Shelby County Schools cancels Thursday classes due to predicted freezing rain, snow

School buses sit in a yard in winter covered by snow.
Ahead of forecasted freezing rain and snow on Thursday, Shelby County Schools has canceled classes. (Getty Images)

Days after Memphis students returned to school after winter break, classrooms will be closed again Thursday due to hazardous weather conditions, including freezing rain and possibly snow.

Shelby County Schools officials announced the decision, made out of “an abundance of caution,” in a message to families and school staff at about 7 p.m. Wednesday. The state’s largest school district joined most nearby districts such as Germantown, Collierville, and Lakeland, as well as several other districts across middle Tennessee in shuttering classrooms due to weather.

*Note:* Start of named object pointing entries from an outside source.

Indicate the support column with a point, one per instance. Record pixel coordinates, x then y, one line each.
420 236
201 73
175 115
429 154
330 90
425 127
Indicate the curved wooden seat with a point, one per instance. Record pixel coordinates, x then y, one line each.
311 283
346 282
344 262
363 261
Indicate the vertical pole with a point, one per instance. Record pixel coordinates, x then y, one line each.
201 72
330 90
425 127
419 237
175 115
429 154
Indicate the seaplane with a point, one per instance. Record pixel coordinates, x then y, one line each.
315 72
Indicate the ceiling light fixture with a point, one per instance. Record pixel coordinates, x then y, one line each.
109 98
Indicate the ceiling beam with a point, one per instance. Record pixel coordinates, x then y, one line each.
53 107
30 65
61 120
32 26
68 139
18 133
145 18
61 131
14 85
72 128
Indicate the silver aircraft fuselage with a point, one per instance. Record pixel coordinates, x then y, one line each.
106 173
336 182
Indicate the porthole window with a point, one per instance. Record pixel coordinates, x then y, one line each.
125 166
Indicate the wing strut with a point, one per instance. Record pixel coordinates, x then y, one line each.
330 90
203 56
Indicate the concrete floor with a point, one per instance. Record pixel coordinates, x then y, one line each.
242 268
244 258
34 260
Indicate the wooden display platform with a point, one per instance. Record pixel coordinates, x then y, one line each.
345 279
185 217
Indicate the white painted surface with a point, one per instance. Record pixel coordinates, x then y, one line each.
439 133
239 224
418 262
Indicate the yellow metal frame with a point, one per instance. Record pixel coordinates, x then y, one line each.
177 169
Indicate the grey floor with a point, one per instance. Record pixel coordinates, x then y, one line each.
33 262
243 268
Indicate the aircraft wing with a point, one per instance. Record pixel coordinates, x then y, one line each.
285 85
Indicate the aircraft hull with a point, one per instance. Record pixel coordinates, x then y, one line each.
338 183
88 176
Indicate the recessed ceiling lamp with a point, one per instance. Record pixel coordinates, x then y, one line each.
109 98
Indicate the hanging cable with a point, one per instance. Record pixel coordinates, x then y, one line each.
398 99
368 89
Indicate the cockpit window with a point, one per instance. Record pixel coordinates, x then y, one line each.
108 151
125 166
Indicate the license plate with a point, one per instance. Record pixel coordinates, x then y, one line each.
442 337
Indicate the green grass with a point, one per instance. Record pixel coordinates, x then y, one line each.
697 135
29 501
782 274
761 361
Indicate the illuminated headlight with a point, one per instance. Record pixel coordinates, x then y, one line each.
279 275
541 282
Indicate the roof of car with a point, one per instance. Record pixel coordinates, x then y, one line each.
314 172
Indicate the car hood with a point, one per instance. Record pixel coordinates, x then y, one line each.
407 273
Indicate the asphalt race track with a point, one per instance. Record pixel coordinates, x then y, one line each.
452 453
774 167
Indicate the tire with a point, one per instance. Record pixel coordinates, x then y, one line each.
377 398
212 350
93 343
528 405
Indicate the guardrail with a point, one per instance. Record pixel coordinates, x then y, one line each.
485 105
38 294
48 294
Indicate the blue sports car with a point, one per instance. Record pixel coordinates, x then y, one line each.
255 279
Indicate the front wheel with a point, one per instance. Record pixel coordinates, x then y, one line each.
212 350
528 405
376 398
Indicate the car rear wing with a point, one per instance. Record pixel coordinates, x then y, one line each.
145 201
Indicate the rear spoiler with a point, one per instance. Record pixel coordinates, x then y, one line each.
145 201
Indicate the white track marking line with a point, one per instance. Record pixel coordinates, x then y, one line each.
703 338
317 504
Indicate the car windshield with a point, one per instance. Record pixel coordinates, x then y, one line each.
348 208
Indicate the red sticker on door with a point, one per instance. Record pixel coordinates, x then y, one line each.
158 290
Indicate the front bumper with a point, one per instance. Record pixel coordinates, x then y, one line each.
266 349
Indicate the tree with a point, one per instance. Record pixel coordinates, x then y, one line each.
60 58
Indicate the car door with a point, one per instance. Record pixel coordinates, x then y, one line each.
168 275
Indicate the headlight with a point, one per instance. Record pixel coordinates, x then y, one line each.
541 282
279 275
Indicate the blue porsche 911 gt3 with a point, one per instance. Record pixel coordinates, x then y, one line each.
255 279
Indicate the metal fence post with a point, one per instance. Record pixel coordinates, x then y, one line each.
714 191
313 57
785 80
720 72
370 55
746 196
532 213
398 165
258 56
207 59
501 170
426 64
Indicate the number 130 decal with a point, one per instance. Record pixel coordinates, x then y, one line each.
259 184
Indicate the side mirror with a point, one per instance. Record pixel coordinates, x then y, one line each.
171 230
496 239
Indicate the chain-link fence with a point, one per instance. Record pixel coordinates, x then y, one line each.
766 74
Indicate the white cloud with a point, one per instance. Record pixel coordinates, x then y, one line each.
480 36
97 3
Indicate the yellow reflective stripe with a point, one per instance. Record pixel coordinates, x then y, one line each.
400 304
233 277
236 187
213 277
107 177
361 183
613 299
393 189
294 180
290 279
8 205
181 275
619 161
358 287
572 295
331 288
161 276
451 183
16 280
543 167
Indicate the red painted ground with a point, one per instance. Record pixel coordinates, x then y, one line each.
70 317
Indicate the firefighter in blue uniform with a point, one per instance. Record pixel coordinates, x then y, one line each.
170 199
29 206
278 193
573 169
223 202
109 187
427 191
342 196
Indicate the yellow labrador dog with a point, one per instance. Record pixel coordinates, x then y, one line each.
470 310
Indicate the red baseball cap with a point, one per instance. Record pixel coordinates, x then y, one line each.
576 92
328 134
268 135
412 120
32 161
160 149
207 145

“The safety of our students, families, and school employees is always our top priority, and we have to take all factors into consideration, including accessibility to our schools, along with walking conditions and road hazards,” the district said in the announcement.

The National Weather Service has issued a winter weather advisory that will be in effect across western Tennessee from 3 a.m. to 6 p.m. Thursday. As of Wednesday night, the agency predicted total snow and sleet accumulations of up to two inches and a light glaze of ice across Shelby County.

The district will not require virtual learning or remote schoolwork.

School-based personnel, including administrators, should not report to Memphis schools on Thursday, district officials said, but rather should “report as directed by their supervisor” in accordance with district policy. District offices will open as usual.

The closure comes as SCS and schools across the U.S. brace for yet another COVID surge, this time fueled by the omicron variant. While Memphis schools have operated as they normally do since students returned from winter break on Monday, some districts — including Detroit and  Newark — have been forced to pivot to online learning amid skyrocketing cases, as well as heightened absences among students who have fallen ill and fearful school staff. In Chicago, teachers voted late Wednesday to cancel in-person classes until Jan. 18 or COVID safety conditions improve.